Wayne County & The Electric Chairs – Things Your Mother Never Told You

Things your mother never told you…: zum Beispiel über das Gefühl, das Dich zwischen Rausch und Abgrund überfällt, unheilverheißend und trotzdem verführerisch. Über Transsexuelle, die den Reiz der Dekadenz ausspielen, über schwule Sinnlichkeit und fratzenhafte Dämonen. Bei Wayne County gibt es kein ungestraftes Vergnügen, hier muß jeder bezahlen: das „Wall City Girl“ für allzuviel Unabhängigkeit, der Vopo (in „Berlin“), weil er sich aus Versehen in einen Transvestiten verliebte, oder der/die anonyme Bettgefährte/ tin aus „Midnight Pal“ als Wegwerfobjekt einer seelisch grausamen Selbstbefriedigung.

Auf den Seiten Us und Them mischt Wayne County die eigene Erfahrungswelt (z.B. Geschlechtsumwandlung, Berliner Subkultur) mit neubelebten Underground- und Psychedeliamomenten. Die Atmosphäre baut sich auf vom ersten Song auf Us, dem locker rockenden „Wonder Woman“, bis hin zum elektronischen .Gruselkabinett von „Think Straight“ auf Them. Us geht bedeutend leichter über die Bühne. Das letzte Stück, „Things“, bereitet gezielt den Übergang vor. Verzerrte Gitarren (wie auf der Electric Prunes-Adaption „I Had Too Much To Dream Last Night“ auf der vorigen LP), dumpf rollendes Schlagzeug, dann Panik, dann gebanntes Warten.

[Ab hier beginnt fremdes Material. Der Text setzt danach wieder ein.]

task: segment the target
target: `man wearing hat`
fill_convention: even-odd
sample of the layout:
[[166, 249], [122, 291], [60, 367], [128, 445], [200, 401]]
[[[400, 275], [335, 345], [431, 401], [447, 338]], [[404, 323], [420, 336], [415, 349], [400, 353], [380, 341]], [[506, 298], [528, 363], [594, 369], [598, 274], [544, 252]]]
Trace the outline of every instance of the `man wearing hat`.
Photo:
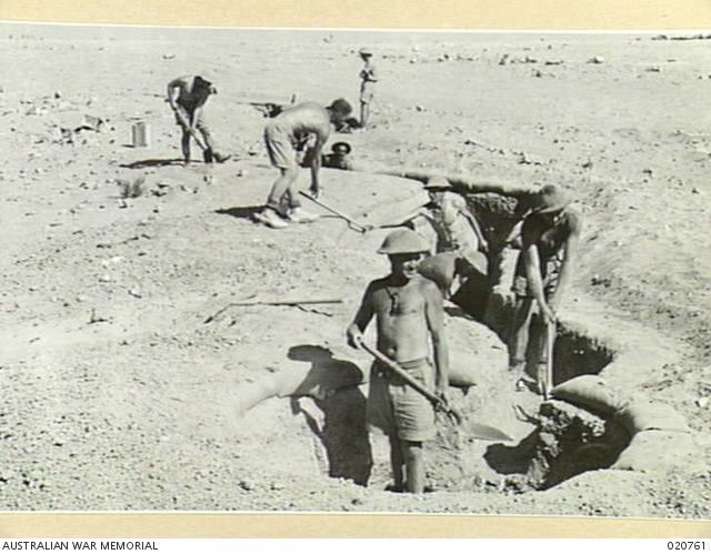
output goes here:
[[[482, 252], [487, 243], [467, 201], [451, 192], [447, 179], [433, 175], [428, 179], [424, 190], [430, 202], [408, 215], [401, 224], [434, 233], [435, 254], [423, 262], [420, 273], [434, 281], [449, 298], [455, 281], [461, 284], [473, 271], [487, 273], [487, 256]], [[422, 224], [427, 226], [421, 231]]]
[[254, 214], [257, 221], [272, 229], [283, 229], [289, 222], [306, 223], [316, 219], [316, 215], [301, 208], [297, 194], [297, 150], [306, 148], [309, 141], [313, 142], [309, 154], [310, 192], [318, 197], [321, 150], [331, 134], [331, 124], [343, 121], [351, 111], [351, 104], [339, 98], [327, 108], [316, 102], [292, 105], [269, 120], [264, 128], [264, 143], [269, 160], [280, 174], [269, 192], [267, 205], [261, 213]]
[[[217, 89], [204, 75], [184, 75], [168, 83], [168, 102], [176, 113], [176, 123], [182, 129], [180, 145], [186, 165], [190, 163], [190, 139], [194, 138], [202, 149], [202, 157], [207, 163], [226, 162], [229, 155], [217, 152], [212, 135], [203, 114], [203, 107], [210, 94], [217, 94]], [[200, 132], [202, 140], [198, 137]]]
[[[509, 369], [522, 375], [517, 383], [519, 387], [535, 385], [541, 394], [550, 392], [547, 389], [553, 385], [545, 380], [552, 354], [548, 345], [554, 339], [549, 333], [555, 332], [557, 312], [570, 284], [582, 230], [582, 216], [570, 203], [567, 192], [553, 184], [542, 187], [532, 198], [531, 212], [521, 228], [522, 246], [511, 288], [515, 294], [515, 312]], [[524, 374], [534, 301], [544, 323], [535, 349], [535, 383]]]
[[364, 62], [363, 69], [360, 71], [360, 127], [365, 129], [370, 118], [370, 104], [373, 101], [378, 73], [372, 64], [372, 51], [369, 48], [361, 48], [358, 53]]
[[[378, 350], [399, 363], [414, 379], [440, 394], [449, 385], [449, 352], [444, 336], [442, 295], [437, 285], [418, 274], [428, 245], [411, 229], [391, 232], [381, 254], [390, 260], [390, 274], [372, 281], [356, 319], [348, 328], [348, 343], [359, 347], [373, 315]], [[434, 366], [430, 361], [430, 342]], [[434, 411], [430, 401], [375, 361], [371, 369], [368, 421], [390, 440], [393, 491], [424, 491], [422, 443], [434, 439]]]

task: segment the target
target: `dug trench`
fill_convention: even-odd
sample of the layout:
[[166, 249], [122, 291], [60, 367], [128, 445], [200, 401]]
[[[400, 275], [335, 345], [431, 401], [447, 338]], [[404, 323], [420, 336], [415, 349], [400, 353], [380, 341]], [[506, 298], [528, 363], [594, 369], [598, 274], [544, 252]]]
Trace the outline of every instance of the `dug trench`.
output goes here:
[[[489, 261], [492, 271], [472, 275], [452, 296], [447, 306], [448, 324], [485, 326], [492, 332], [492, 347], [505, 352], [513, 315], [505, 283], [510, 282], [518, 251], [504, 249], [501, 238], [510, 232], [511, 210], [504, 209], [502, 215], [497, 212], [503, 205], [500, 199], [494, 199], [492, 210], [491, 202], [477, 197], [469, 199], [470, 209], [487, 222], [490, 250], [494, 252]], [[584, 332], [584, 323], [558, 324], [555, 385], [581, 375], [599, 375], [615, 357], [614, 349], [604, 340]], [[540, 324], [534, 321], [532, 339], [538, 329]], [[369, 434], [363, 384], [367, 367], [336, 359], [316, 345], [291, 349], [289, 357], [311, 363], [306, 377], [293, 375], [287, 381], [247, 384], [241, 392], [242, 410], [266, 397], [290, 396], [291, 413], [302, 417], [312, 434], [309, 447], [313, 449], [317, 473], [383, 490], [389, 482], [389, 446], [378, 432]], [[490, 359], [484, 354], [474, 363], [485, 365], [492, 363]], [[484, 383], [452, 387], [450, 401], [474, 420], [484, 417], [491, 423], [515, 419], [515, 425], [504, 425], [514, 441], [504, 444], [473, 440], [438, 414], [438, 435], [427, 447], [428, 481], [433, 491], [518, 494], [548, 490], [615, 463], [630, 443], [631, 433], [614, 414], [562, 400], [543, 402], [530, 391], [515, 391], [515, 379], [505, 375], [501, 356], [494, 360], [494, 367], [482, 376]], [[457, 376], [452, 381], [458, 384]]]

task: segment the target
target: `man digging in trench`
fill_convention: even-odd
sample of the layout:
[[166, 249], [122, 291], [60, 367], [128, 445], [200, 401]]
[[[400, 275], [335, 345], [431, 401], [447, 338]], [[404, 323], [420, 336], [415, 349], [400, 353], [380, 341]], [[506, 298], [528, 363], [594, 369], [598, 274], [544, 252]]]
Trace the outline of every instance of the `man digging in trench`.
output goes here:
[[[424, 183], [430, 202], [404, 218], [400, 223], [380, 228], [407, 225], [418, 231], [427, 221], [437, 235], [435, 254], [420, 265], [420, 273], [433, 280], [445, 298], [472, 275], [485, 276], [489, 271], [488, 243], [480, 223], [460, 193], [495, 193], [502, 197], [532, 198], [537, 187], [494, 183], [462, 175], [448, 178], [422, 171], [381, 170]], [[372, 229], [372, 228], [367, 228]]]
[[316, 102], [304, 102], [286, 109], [270, 119], [264, 129], [264, 142], [271, 164], [279, 169], [280, 175], [269, 192], [267, 205], [254, 219], [272, 229], [283, 229], [293, 223], [313, 221], [316, 215], [304, 211], [296, 190], [299, 177], [297, 151], [309, 148], [312, 195], [319, 195], [319, 170], [321, 150], [331, 134], [331, 125], [339, 124], [350, 115], [351, 105], [343, 99], [334, 100], [323, 108]]
[[[511, 286], [515, 311], [509, 335], [509, 370], [522, 375], [518, 389], [537, 387], [541, 394], [553, 385], [545, 379], [552, 355], [549, 345], [553, 338], [549, 334], [555, 333], [557, 312], [572, 276], [582, 230], [581, 214], [570, 202], [568, 194], [553, 184], [543, 187], [533, 198], [531, 213], [521, 226], [522, 246]], [[535, 344], [535, 381], [524, 373], [533, 301], [544, 322]]]
[[[176, 113], [176, 123], [182, 130], [180, 147], [186, 165], [190, 163], [190, 139], [194, 138], [202, 149], [206, 163], [226, 162], [229, 155], [222, 155], [216, 150], [210, 129], [206, 123], [203, 107], [210, 94], [217, 94], [217, 89], [203, 75], [186, 75], [173, 79], [168, 83], [168, 102]], [[202, 139], [198, 137], [198, 132]]]
[[[374, 315], [378, 350], [443, 395], [449, 385], [449, 352], [442, 295], [432, 281], [418, 274], [418, 264], [427, 250], [422, 238], [410, 229], [393, 231], [385, 238], [378, 252], [388, 255], [391, 272], [368, 285], [347, 338], [351, 346], [360, 347], [362, 333]], [[430, 340], [434, 367], [429, 360]], [[371, 367], [367, 416], [390, 440], [393, 476], [390, 490], [424, 492], [422, 443], [434, 439], [434, 410], [430, 401], [375, 361]]]

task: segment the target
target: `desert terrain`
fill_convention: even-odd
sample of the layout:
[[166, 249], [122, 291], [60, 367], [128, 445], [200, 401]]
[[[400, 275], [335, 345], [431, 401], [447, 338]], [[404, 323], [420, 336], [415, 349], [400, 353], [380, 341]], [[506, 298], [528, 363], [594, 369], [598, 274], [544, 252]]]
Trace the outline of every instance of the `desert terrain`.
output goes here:
[[[711, 517], [711, 53], [675, 38], [0, 26], [0, 510]], [[627, 349], [610, 377], [673, 406], [693, 455], [527, 490], [490, 463], [490, 444], [442, 433], [428, 450], [434, 492], [408, 496], [384, 491], [365, 385], [244, 412], [240, 391], [274, 373], [319, 356], [370, 364], [344, 330], [388, 270], [385, 231], [354, 232], [308, 201], [323, 215], [311, 224], [251, 220], [277, 172], [249, 101], [357, 107], [361, 46], [380, 71], [372, 128], [331, 142], [373, 167], [572, 191], [583, 248], [561, 318]], [[183, 168], [166, 84], [200, 72], [233, 158]], [[139, 121], [147, 148], [131, 145]], [[117, 182], [140, 178], [141, 194], [122, 198]], [[424, 198], [414, 181], [331, 169], [322, 185], [372, 224]], [[299, 298], [342, 303], [206, 323], [241, 299]], [[514, 390], [492, 330], [448, 314], [452, 363], [478, 375], [453, 397], [523, 440], [535, 424], [517, 413], [541, 399]]]

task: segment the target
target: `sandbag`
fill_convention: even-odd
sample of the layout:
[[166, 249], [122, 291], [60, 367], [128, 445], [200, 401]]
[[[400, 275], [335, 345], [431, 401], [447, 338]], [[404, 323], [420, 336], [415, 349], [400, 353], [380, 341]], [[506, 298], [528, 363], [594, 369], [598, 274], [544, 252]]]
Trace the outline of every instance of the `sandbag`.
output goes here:
[[622, 451], [612, 470], [654, 472], [671, 470], [693, 453], [693, 439], [677, 431], [642, 431]]
[[612, 415], [624, 405], [624, 400], [600, 375], [579, 375], [553, 387], [551, 394], [603, 415]]
[[615, 419], [631, 434], [652, 430], [691, 432], [687, 420], [669, 404], [632, 402], [622, 407]]
[[434, 281], [440, 291], [447, 294], [454, 281], [458, 256], [459, 254], [455, 252], [442, 252], [441, 254], [431, 255], [420, 262], [418, 272], [423, 278]]

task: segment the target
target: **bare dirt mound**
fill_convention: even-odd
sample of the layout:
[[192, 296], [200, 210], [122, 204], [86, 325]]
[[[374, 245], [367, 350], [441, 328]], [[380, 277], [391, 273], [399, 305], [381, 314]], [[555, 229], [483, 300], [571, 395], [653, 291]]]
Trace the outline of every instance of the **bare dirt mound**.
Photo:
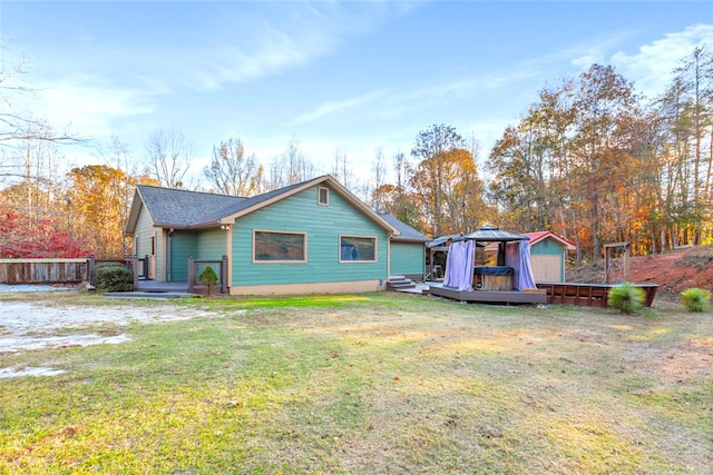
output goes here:
[[[614, 280], [624, 280], [621, 259], [612, 263]], [[603, 283], [602, 261], [567, 269], [568, 281]], [[713, 290], [713, 246], [691, 246], [655, 256], [636, 256], [629, 260], [629, 281], [658, 284], [658, 291], [678, 294], [691, 287]]]

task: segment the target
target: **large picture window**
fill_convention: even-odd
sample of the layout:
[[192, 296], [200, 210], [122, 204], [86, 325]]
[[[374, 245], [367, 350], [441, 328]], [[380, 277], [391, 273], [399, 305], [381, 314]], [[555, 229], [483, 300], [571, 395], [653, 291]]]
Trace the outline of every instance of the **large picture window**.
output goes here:
[[377, 238], [369, 236], [340, 236], [340, 263], [375, 263]]
[[254, 263], [306, 263], [307, 235], [304, 232], [253, 231]]

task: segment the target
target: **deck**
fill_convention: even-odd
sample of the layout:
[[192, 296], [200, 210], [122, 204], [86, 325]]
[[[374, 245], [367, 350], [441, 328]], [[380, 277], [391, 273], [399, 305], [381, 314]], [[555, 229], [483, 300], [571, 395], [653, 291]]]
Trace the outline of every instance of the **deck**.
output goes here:
[[164, 283], [159, 280], [139, 280], [136, 287], [137, 291], [188, 291], [188, 283]]
[[439, 297], [452, 298], [459, 301], [472, 301], [484, 304], [547, 304], [545, 291], [519, 290], [472, 290], [460, 291], [448, 287], [431, 286], [429, 294]]

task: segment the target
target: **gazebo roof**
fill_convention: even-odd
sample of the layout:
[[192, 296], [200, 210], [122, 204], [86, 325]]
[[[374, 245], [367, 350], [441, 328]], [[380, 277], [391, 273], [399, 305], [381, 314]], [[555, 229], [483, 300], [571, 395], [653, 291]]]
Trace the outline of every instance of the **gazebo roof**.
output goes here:
[[504, 231], [495, 226], [484, 226], [463, 236], [455, 237], [453, 240], [475, 240], [484, 243], [509, 243], [515, 240], [530, 240], [529, 236], [516, 235]]

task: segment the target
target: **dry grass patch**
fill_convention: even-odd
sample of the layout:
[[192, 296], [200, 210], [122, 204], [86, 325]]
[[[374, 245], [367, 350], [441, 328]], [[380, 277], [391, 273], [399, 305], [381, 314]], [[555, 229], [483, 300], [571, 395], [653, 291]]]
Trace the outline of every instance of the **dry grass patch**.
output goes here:
[[710, 314], [392, 293], [275, 301], [182, 301], [217, 318], [135, 324], [118, 346], [0, 356], [0, 366], [67, 372], [0, 380], [0, 472], [693, 474], [713, 464]]

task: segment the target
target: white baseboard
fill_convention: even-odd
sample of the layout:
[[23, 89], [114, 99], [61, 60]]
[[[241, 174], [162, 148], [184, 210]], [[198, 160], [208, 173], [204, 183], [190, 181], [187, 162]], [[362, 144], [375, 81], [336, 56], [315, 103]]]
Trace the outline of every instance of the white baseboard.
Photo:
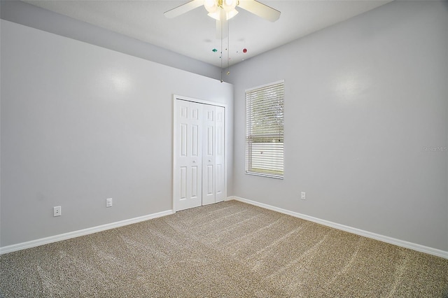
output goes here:
[[291, 211], [281, 208], [274, 207], [273, 206], [267, 205], [258, 201], [251, 201], [247, 199], [244, 199], [239, 197], [229, 197], [226, 201], [234, 199], [236, 201], [242, 201], [243, 203], [250, 204], [251, 205], [257, 206], [258, 207], [264, 208], [266, 209], [272, 210], [273, 211], [279, 212], [281, 213], [287, 214], [288, 215], [294, 216], [295, 218], [302, 218], [305, 220], [316, 222], [320, 225], [323, 225], [327, 227], [333, 227], [342, 231], [348, 232], [349, 233], [356, 234], [357, 235], [363, 236], [365, 237], [371, 238], [372, 239], [379, 240], [380, 241], [386, 242], [396, 246], [401, 246], [406, 248], [410, 248], [414, 250], [419, 251], [421, 253], [425, 253], [438, 257], [444, 257], [448, 259], [448, 251], [439, 250], [437, 248], [433, 248], [428, 246], [422, 246], [420, 244], [413, 243], [412, 242], [405, 241], [403, 240], [396, 239], [395, 238], [388, 237], [387, 236], [380, 235], [379, 234], [372, 233], [371, 232], [364, 231], [363, 229], [356, 229], [354, 227], [349, 227], [344, 225], [330, 222], [328, 220], [321, 220], [320, 218], [314, 218], [312, 216], [306, 215], [304, 214], [298, 213], [297, 212]]
[[78, 237], [80, 236], [88, 235], [89, 234], [97, 233], [98, 232], [105, 231], [106, 229], [115, 229], [127, 225], [132, 225], [143, 222], [153, 218], [160, 218], [162, 216], [174, 214], [172, 210], [158, 212], [157, 213], [149, 214], [147, 215], [140, 216], [138, 218], [130, 218], [129, 220], [121, 220], [119, 222], [112, 222], [110, 224], [99, 225], [97, 227], [89, 227], [88, 229], [80, 229], [78, 231], [70, 232], [69, 233], [61, 234], [59, 235], [51, 236], [50, 237], [42, 238], [41, 239], [32, 240], [31, 241], [23, 242], [21, 243], [13, 244], [11, 246], [0, 248], [0, 255], [4, 253], [12, 253], [13, 251], [20, 250], [25, 248], [30, 248], [36, 246], [48, 244], [53, 242], [60, 241], [62, 240], [70, 239], [71, 238]]

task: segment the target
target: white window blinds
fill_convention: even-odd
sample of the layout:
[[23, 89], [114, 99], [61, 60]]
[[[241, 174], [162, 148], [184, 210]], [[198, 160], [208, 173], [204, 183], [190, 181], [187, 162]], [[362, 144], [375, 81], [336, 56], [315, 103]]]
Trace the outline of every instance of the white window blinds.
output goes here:
[[284, 174], [284, 85], [276, 82], [246, 90], [246, 173]]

Der neugierige Weg ins verbotene Land von Them wird erst richtig kitzlig unter dem Kopfhörer. So verschont Ihr außerdem Eure Mutter und bleibt ungestört. Nur „Berlin“ und „Midnight Pal“ stammen hier von Wayne. Das erotische „Waiting For The Marines“ stammt von Val Haller(bg)/ Henri Padovani (g), und die Hexenküche von „Think Straight“ inszenierten Drummer J.J. Johnson, Padovani und Produzent David Cunninham: unheimlich anschwellende Herztöne, dazu ein Zischen und Brodeln wie im Labor des Dr. Frankenstein. Wie fühlt Ihr Euch? Beobachtet und von unsichtbarem Wispern umzingelt? War das zuviel des Guten? Dann ruft Eure Mutter. Sie wird Euch sagen, daß dies kein böser Traum war, sondern die Wirklichkeit.